The lawsuit claims that the ban would violate the doctrine of estoppel — a legal doctrine against making assertions contradictory to a previously held position. In this case, Trump’s transgender military ban is in violation of the Obama administration’s assurance that transgender people have the right to serve.
Shannon Minter, a transgender legal expert and legal director for the National Center for Lesbian Rights, stated that, “Trump’s directive to exclude transgender people from military service has created a tidal wave of harms that have already been felt throughout our armed services.” Minter also warned, “The president’s mistreatment of these dedicated troops will service only to weaken and demoralize our armed forces.”
One of the transgender service members represented in the lawsuit explained the harm the ban would create, “Last year, the Department of Defense announced that transgender people could serve openly. I was very relieved and came out as transgender to my commanding officers, who were supportive. My experience has been positive and I am prouder than ever to continue to serve. I am married and have three children, and the military has been my life. But now, I’m worried about my family’s future.”

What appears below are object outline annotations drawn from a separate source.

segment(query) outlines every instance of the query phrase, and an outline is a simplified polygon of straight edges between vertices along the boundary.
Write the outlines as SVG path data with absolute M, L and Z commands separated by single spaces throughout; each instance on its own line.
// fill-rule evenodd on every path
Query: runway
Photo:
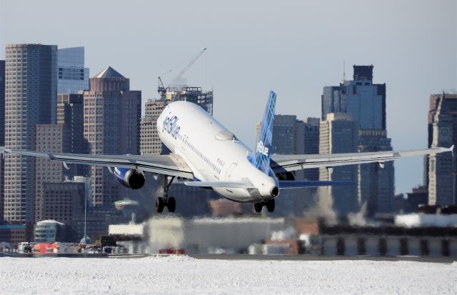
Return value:
M 66 257 L 66 258 L 100 258 L 100 259 L 138 259 L 144 257 L 169 256 L 169 254 L 23 254 L 0 253 L 3 256 L 19 258 Z M 457 257 L 450 256 L 321 256 L 321 255 L 265 255 L 265 254 L 194 254 L 184 256 L 196 259 L 209 260 L 253 260 L 253 261 L 415 261 L 436 264 L 452 264 L 457 261 Z
M 306 255 L 194 256 L 4 256 L 0 257 L 0 294 L 457 293 L 457 263 L 453 259 Z M 408 259 L 416 261 L 405 261 Z

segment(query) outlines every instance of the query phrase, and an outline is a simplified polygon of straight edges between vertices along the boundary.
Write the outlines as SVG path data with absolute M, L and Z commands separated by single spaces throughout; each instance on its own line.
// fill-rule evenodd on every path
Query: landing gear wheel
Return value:
M 166 203 L 166 206 L 169 208 L 169 212 L 174 212 L 176 209 L 176 200 L 173 196 L 170 196 Z
M 164 207 L 165 207 L 165 201 L 164 200 L 164 198 L 159 196 L 156 199 L 156 210 L 157 211 L 157 213 L 162 213 Z
M 262 211 L 262 207 L 263 204 L 262 203 L 255 203 L 254 204 L 254 211 L 257 213 L 260 213 Z
M 274 199 L 269 199 L 266 201 L 266 209 L 268 212 L 274 211 Z

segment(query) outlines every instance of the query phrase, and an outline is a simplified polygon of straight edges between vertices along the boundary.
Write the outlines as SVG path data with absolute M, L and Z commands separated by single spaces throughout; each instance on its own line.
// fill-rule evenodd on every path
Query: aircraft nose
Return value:
M 271 189 L 270 189 L 270 194 L 271 196 L 278 196 L 279 194 L 279 189 L 278 189 L 278 186 L 275 186 L 271 187 Z

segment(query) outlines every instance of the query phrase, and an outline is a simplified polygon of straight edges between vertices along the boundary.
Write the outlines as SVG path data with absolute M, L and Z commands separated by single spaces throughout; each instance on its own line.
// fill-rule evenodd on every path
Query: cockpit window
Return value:
M 216 134 L 216 139 L 218 140 L 236 140 L 236 136 L 228 130 L 222 130 Z

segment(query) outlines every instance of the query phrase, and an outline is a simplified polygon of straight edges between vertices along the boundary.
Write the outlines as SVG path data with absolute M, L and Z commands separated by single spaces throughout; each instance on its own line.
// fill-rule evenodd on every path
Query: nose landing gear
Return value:
M 173 196 L 169 196 L 169 189 L 174 180 L 174 176 L 171 177 L 169 182 L 167 175 L 161 175 L 160 177 L 160 184 L 164 196 L 159 196 L 156 199 L 156 211 L 157 213 L 162 213 L 164 208 L 167 207 L 169 212 L 174 212 L 176 209 L 176 200 Z
M 274 211 L 274 199 L 271 199 L 268 201 L 255 203 L 254 204 L 254 211 L 257 213 L 260 213 L 262 211 L 262 208 L 265 206 L 266 207 L 266 210 L 268 212 Z

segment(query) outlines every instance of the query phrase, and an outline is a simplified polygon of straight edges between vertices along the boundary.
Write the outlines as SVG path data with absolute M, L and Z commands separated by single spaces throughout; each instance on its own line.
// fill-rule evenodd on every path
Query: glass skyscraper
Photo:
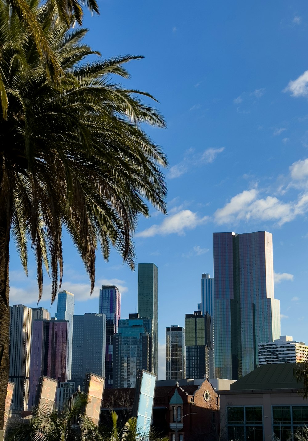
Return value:
M 153 319 L 130 314 L 119 321 L 114 337 L 113 388 L 136 387 L 137 371 L 153 372 Z
M 72 369 L 72 347 L 73 345 L 73 320 L 74 318 L 74 294 L 64 290 L 58 294 L 58 305 L 56 318 L 58 320 L 67 320 L 68 328 L 67 344 L 67 379 L 71 379 Z
M 257 367 L 258 344 L 280 335 L 272 235 L 214 233 L 213 239 L 215 376 L 237 380 Z
M 106 316 L 93 313 L 74 318 L 72 377 L 82 386 L 87 372 L 105 376 Z
M 10 376 L 15 383 L 13 410 L 28 409 L 32 310 L 23 305 L 11 306 L 10 321 Z
M 185 316 L 186 377 L 203 378 L 206 372 L 205 320 L 201 311 Z
M 113 336 L 118 332 L 121 313 L 121 293 L 114 285 L 103 285 L 100 290 L 100 314 L 106 317 L 105 388 L 112 388 Z
M 205 374 L 210 378 L 215 378 L 214 349 L 214 278 L 207 273 L 202 274 L 201 280 L 201 303 L 198 310 L 204 317 L 205 344 Z
M 186 378 L 185 329 L 172 325 L 166 328 L 166 379 Z
M 154 263 L 138 265 L 138 313 L 141 317 L 148 317 L 154 324 L 153 370 L 157 375 L 158 366 L 158 269 Z

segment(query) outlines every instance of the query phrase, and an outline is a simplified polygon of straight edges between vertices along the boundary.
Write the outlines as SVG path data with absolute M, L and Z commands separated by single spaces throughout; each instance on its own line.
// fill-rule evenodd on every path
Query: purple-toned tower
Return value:
M 224 232 L 213 239 L 215 376 L 237 380 L 258 366 L 258 344 L 280 335 L 272 236 Z
M 105 314 L 106 364 L 105 387 L 111 389 L 113 384 L 113 336 L 118 332 L 121 310 L 121 293 L 114 285 L 103 285 L 100 290 L 100 314 Z
M 67 320 L 52 320 L 49 322 L 47 376 L 66 381 L 67 372 Z
M 39 377 L 47 374 L 49 324 L 48 320 L 35 320 L 32 323 L 28 406 L 29 410 L 34 405 Z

Other LGBTQ legal rights groups are also prepared to take Trump to court if the ban is installed, including Lambda Legal and OutServe-SLDN. Matt Thorn, executive director of OutServe-SLDN said, “Should this White House give a directive or guidance to the Department of Defense that changes, modifies, or even slightly alters the current policy we will swiftly challenge them in court.”
Additionally, Trump’s argument that transgender service member place a financial burden on the military is also under question. The Hill reported that, “The Palm Center released a report on Wednesday that estimates it would cost $960 million or $75,000 per person to recruit and train replacements for the estimated 12,800 transgender troops servicing in the armed forces.” The Palm Center report also noted research from The Rand Corporation, a global think-tank, which, “estimates the government would only save $8.4 million per year in the cost of medical care for transgender troops if the ban were put in place.”
The Palm Center’s director and co-author of the report, Aaron Belkin said, “If President Trump is truly concerned about the financial costs of transgender service his announced ban has it exactly backwards. American taxpayers should ask the president, who is proud of his business savvy, why he’s spending a dollar to buy a dime.”